1monstertriumph said:


> So the asa puts metropolis last intentionally bc they know people will drive? Sounds like they don't care about their customers. Nobody likes the northern folk. Just like Ricky bobby say " if you ain't from the south the f you!"


sorry i missed that..where did you come up with that interpretation? i must have missed something somewhere in this thread.


----------



## carlosii (Feb 25, 2007)

1monstertriumph said:


> Kinda a bad rep on northern Asa bc your facts maybe true but you neglected to say metropolis is the highest attendance all year and it is the furthest north? So there is a good reason. Asa won't come north bc they are from ga why would they want to drive further?


the metropolis shoot has a lot of local support including the Superman Classic that is sponsored by the community. paris also does a bang up job of promoting the shoot and that helps draw a big crowd. those two are my personal favorites because of the way archers are treated there. if you poll the folks who shoot a lot of asa pro ams i think you'll find others feel the same way.

now, if they just hadn't gone and burned down Willy Jack's...that might cut into attendance this year.


----------



## bhtr3d (Feb 13, 2004)

1monstertriumph said:


> So the asa puts metropolis last intentionally bc they know people will drive? Sounds like they don't care about their customers. Nobody likes the northern folk. Just like Ricky bobby say " if you ain't from the south the f you!"
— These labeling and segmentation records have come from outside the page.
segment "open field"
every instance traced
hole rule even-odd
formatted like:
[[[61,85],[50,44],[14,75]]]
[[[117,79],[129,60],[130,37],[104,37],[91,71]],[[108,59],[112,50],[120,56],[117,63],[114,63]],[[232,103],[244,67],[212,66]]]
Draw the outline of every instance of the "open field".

Not to burst your bubble.....But, ASA has probably more shooters that travel to shoots from other states then the IBO does ( IMPO) but then the proof is in the shooters that travel.  :darkbeer: so have a drink on us in the south


----------



## Bucks (Jul 27, 2005)

Bubba Dean said:


> One of the reasons ASA does come North is because of prior attendance. From 1997 to 2005 there have been several ASA shoots up North. Columbus Indiana in 1997, Turkeyville Michigan 2000-2002, Auburn Indiana 2003 and Harrisburg PA in 2005. What did all these Northern shoots have in common? They were the lowest attended shoots of the year........less than 750 shooters. When Mike can stay South and draw 1300 why would he want to travel further for less money? Put yourselves in his place.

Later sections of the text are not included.